Chiquita Jackson started this school year at the University of Kansas with a historic opportunity: She was elected to serve as the first president of the Multicultural Student Government. The University of Kansas MSG was born in the in fall, 2015 following the student protests and hunger strike by black students and boycott by football players at the University of Missouri. In 2015, the student government at the University of Kansas became a contested site of race and representation; in response, students of color created a separate governing body, the Multicultural Student Government, in 2016. Jackson was elected the organization’s president in 2017, making her both the first to lead the organization and one of the few black women leaders on campus.
But by February, the story turned bleak and messy.
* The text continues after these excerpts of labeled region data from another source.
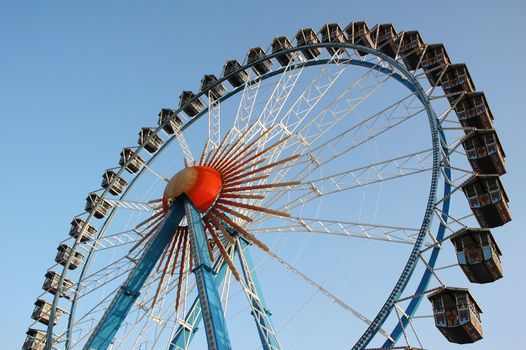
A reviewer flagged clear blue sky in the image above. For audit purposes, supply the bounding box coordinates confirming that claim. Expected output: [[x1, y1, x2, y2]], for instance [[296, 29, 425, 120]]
[[0, 0, 526, 350]]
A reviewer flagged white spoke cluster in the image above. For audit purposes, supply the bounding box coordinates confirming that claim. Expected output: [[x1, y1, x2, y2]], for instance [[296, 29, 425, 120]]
[[251, 216, 418, 244]]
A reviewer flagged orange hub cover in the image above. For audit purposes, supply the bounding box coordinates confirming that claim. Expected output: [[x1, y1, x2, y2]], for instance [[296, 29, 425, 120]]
[[163, 165, 223, 212]]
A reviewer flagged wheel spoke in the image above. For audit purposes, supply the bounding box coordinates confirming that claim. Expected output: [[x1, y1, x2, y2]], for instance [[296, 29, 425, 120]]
[[250, 216, 418, 244]]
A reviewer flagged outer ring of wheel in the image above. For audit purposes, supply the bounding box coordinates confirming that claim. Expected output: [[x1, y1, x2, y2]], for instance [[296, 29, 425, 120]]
[[46, 43, 450, 350]]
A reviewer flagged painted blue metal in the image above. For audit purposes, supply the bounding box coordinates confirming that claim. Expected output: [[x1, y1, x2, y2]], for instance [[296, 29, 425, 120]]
[[84, 199, 184, 350], [169, 259, 227, 350], [352, 52, 444, 350], [55, 43, 447, 350], [184, 198, 232, 350], [62, 47, 414, 350], [383, 130, 451, 348], [237, 239, 281, 350], [237, 239, 272, 316]]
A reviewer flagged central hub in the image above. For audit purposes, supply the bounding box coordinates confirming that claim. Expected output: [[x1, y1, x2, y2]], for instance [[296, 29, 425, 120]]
[[163, 165, 223, 213]]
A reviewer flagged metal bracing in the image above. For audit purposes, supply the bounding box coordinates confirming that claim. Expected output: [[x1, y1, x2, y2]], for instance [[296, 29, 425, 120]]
[[169, 245, 235, 350], [174, 124, 195, 166], [105, 198, 159, 212], [258, 60, 304, 133], [236, 238, 281, 350], [250, 216, 418, 244], [184, 198, 232, 350], [255, 150, 432, 215], [45, 42, 458, 348], [265, 246, 390, 339], [265, 95, 431, 213], [208, 91, 221, 151], [232, 80, 261, 137], [84, 200, 184, 349]]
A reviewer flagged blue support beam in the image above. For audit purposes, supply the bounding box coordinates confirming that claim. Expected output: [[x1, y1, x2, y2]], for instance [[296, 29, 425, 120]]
[[84, 198, 188, 350], [184, 198, 232, 350], [236, 238, 281, 350], [169, 259, 231, 350]]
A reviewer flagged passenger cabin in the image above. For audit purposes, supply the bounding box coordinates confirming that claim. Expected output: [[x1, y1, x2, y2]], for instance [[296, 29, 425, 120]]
[[451, 228, 502, 283], [119, 148, 144, 174], [84, 193, 113, 219], [296, 28, 321, 60], [22, 328, 46, 350], [101, 170, 128, 196], [247, 47, 272, 75], [371, 23, 398, 58], [421, 44, 451, 86], [399, 30, 425, 70], [345, 22, 374, 56], [223, 60, 248, 87], [31, 299, 65, 325], [320, 23, 347, 56], [454, 92, 493, 129], [42, 270, 73, 299], [158, 108, 183, 135], [462, 175, 511, 228], [201, 74, 226, 100], [55, 243, 84, 270], [137, 128, 164, 153], [271, 36, 294, 67], [428, 287, 482, 344], [179, 91, 205, 117], [69, 218, 97, 242], [440, 64, 475, 106], [462, 129, 506, 175]]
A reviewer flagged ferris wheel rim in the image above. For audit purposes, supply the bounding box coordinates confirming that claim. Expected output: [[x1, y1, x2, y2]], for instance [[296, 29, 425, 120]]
[[48, 43, 450, 348]]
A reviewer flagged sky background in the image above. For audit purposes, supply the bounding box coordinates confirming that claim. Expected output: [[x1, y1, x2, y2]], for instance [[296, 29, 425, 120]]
[[0, 0, 526, 350]]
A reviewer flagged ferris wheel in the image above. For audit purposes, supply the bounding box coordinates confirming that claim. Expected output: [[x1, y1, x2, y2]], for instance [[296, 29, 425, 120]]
[[23, 22, 511, 350]]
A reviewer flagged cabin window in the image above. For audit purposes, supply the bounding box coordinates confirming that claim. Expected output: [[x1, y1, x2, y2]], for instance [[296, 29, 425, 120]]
[[487, 179, 501, 203], [466, 247, 483, 265], [446, 310, 458, 327], [433, 297, 444, 312], [484, 133, 497, 154], [473, 96, 486, 115], [464, 139, 477, 159], [466, 185, 480, 208], [454, 239, 464, 252]]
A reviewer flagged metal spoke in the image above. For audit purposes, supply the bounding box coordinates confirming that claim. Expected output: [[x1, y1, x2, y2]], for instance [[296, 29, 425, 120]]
[[250, 216, 419, 244], [208, 91, 221, 151], [265, 246, 391, 339]]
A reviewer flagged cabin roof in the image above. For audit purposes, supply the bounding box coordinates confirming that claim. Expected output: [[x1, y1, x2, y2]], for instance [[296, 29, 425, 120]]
[[295, 28, 318, 39], [371, 23, 396, 34], [26, 328, 46, 336], [320, 23, 343, 34]]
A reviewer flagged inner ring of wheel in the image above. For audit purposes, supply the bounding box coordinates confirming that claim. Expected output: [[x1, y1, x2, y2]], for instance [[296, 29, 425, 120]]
[[60, 43, 449, 350]]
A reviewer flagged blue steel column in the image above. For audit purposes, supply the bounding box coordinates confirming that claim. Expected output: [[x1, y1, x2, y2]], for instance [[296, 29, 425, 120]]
[[236, 238, 281, 350], [169, 259, 227, 350], [84, 199, 184, 350], [184, 198, 232, 350]]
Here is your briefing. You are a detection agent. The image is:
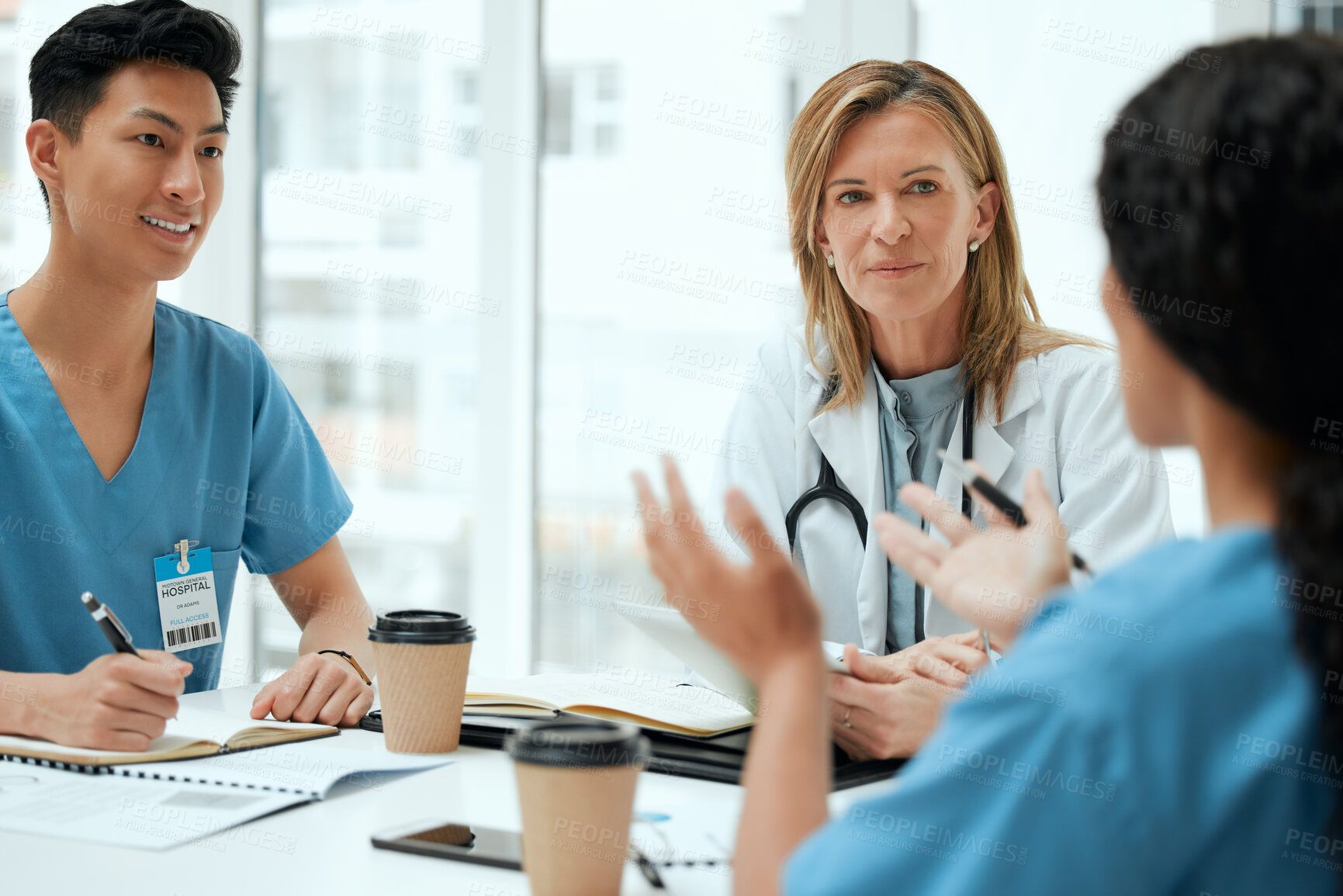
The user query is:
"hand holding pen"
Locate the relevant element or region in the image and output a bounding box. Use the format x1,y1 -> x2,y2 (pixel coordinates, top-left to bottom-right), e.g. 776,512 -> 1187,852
16,593 -> 192,752
874,459 -> 1073,645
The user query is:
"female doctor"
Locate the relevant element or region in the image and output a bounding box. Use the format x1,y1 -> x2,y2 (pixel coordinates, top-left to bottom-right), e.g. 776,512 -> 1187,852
716,61 -> 1171,759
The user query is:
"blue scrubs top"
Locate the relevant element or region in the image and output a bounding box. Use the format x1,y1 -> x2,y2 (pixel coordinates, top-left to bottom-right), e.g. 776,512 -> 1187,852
871,358 -> 961,653
784,527 -> 1343,896
0,292 -> 353,692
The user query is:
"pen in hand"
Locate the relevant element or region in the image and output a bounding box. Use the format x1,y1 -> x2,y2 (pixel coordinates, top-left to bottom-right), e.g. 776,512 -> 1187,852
79,591 -> 140,657
937,448 -> 1091,575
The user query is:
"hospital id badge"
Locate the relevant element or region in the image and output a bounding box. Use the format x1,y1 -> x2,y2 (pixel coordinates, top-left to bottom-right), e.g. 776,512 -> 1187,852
154,548 -> 224,653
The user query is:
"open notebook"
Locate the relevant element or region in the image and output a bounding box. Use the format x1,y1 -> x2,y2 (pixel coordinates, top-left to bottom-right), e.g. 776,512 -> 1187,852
466,674 -> 755,738
0,707 -> 337,767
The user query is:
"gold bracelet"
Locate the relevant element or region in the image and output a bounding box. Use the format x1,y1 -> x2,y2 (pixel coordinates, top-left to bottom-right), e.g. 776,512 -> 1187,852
317,650 -> 373,685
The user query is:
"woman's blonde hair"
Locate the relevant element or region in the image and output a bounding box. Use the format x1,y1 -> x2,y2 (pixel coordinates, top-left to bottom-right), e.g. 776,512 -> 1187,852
784,59 -> 1104,419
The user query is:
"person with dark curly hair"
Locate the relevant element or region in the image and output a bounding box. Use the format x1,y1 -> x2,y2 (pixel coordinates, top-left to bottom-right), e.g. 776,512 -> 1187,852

Jackson, a 23-year-old senior majoring in political science, was removed from office after only one semester. Two black men led the effort to remove Jackson from office. Anthonio Humphrey, former vice president of MSG, said that she mishandled funds, behaved disrespectfully toward members and was unfair to other racial minorities. This ultimately led to the organization’s call for her resignation.
Ariana Jenkins, a recent graduate of the University of Kansas, said misogyny played a role in ousting Jackson. Jenkins pointed out that a former chief of staff for the organization had been accused of mishandling funds but was given an opportunity to make repayment. Unlike Jackson, that student is a man. “He was given the chance to reimburse MSG, but Jackson was not given that same chance,” Jenkins said. “The protocol in the entire removal process was very messy. There was not enough time for them to highlight the points in which they were trying to dismiss her from the presidency.”
The challenges to Jackson’s leadership exhibit the obstacles that black women face on college campuses when they find themselves in positions of power. Regardless of whether they are students or administrators, when black women are leaders in academia, they are forced to face the twin hurdles of racism and sexism. This kind of resistance to their leadership, along with institutional barriers, may contribute to the dearth of black women leaders on college campuses: Only 7 percent of student body presidents in the 2017–18 school year were black women, according to an American Student Government Association database. In 2016 only 5 percent of college presidents were women of color, while 25 percent were white women, according to the American Council of Education.
Where Are the Black Women Leaders?
Despite being underrepresented in campus leadership, black women receive a majority of higher-education degrees earned by all black students, earning 68 percent of associate’s degrees, 66 percent of bachelor’s degrees, 71 percent of master’s degrees and, 65 percent of doctoral degrees, according to the National Center for Education Statistics.